Does anybody know of a group policy or such, to customize the error messages as such the password complexity rule? A few users have had to come ask us exactly what is required for the password complexity and it would make much sense if we could indicate on the error what exactly is required.

Any directions on this?

Thanks!


----------



## digitalsatori (Apr 28, 2010)

There isn't a setting within AD that will allow you to change that password (at least, not one that I'm aware of). The error message should use the complexity requirements set in the GPO - does your error message not indicate what is required for the password to meet complexity requirements?

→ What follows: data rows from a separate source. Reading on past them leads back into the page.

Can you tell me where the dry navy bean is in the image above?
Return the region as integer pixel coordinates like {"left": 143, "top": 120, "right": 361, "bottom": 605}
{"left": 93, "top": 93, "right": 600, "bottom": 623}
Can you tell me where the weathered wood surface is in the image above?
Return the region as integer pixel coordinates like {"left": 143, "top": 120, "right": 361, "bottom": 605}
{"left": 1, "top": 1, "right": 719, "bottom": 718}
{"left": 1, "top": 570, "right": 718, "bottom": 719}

If you're getting this error message:
_Your password must be at least x characters; cannot repeat any of your previous x passwords; must contain capitals, numerals or punctuation; and cannot contain your account or full name. Please type a different password. Type a password which meets these requirements in both text boxes. _​There is a hot fix available at http://support.microsoft.com/kb/821425

Otherwise, your users should receive the following message (based on which options you have enabled in your GPO) if they don't meet complexity requirements:
_The password supplied does not meet the minimum complexity requirements. Please select another password that meets all of the following criteria: is at least x characters; has not been used in the previous x passwords; does not contain your account or full name; contains at least three of the following four character groups: English uppercase characters (A through Z); English lowercase characters (a through z); Numerals (0 through 9); Non-alphabetic characters (such as !, $, #, %)_​You might have some luck using Resource Hacker (http://www.angusj.com/resourcehacker/) to modify the loginui.dll or msgina.dll on the client computer to change the actual error message, but this may not be an ideal solution.

Hope this helps!


----------



## p0ng0 (Sep 15, 2007)

Well its not that i want to disable the complexity requirement - we endorse the requirement. I just want to be able to alter the error message the end user sees to make it simple.

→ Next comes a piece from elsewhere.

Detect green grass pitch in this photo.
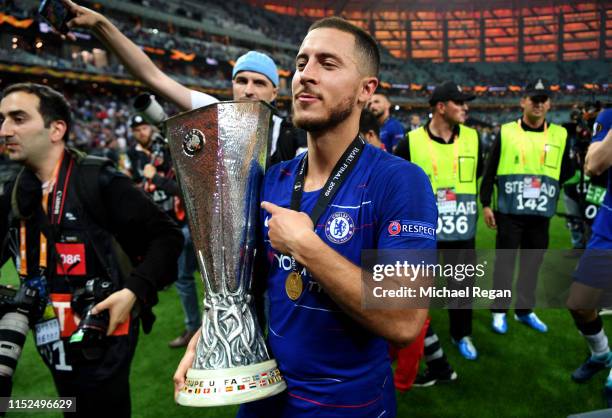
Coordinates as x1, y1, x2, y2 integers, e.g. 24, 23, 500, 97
2, 202, 609, 417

i'll give the links a try.

Thanks!


----------



## ActiveSupport (Jun 22, 2010)

To turn password complexity off in Windows 2008 Server follow these steps:

run gpmc.msc (Group Policy Management)

Expand your Domain

Go to <Group Policy Objects> and select <Default Domain Policy>

Expand:
<Computer Configurations> <Policies> <Windows Settings> <Security Settings> <Account Policies> <Password Policy>

Disable Password Complexity.

This is the only way to disable Password Complexity in Server 2008. The local Security Policy can not be used for changing Password Complexity in Server 2008


----------



## p0ng0 (Sep 15, 2007)

Sorry i think you are slightly confused. I do not want to disable password complexity, i simply wanted to customize the error a user receives if their password is too weak.

Thanks!


----------



## Squashman (Apr 4, 2003)

Your only option is what Digitalsatori posted.


----------



## p0ng0 (Sep 15, 2007)

yep shall be researching into that option shortly.

thanks everyone.


----------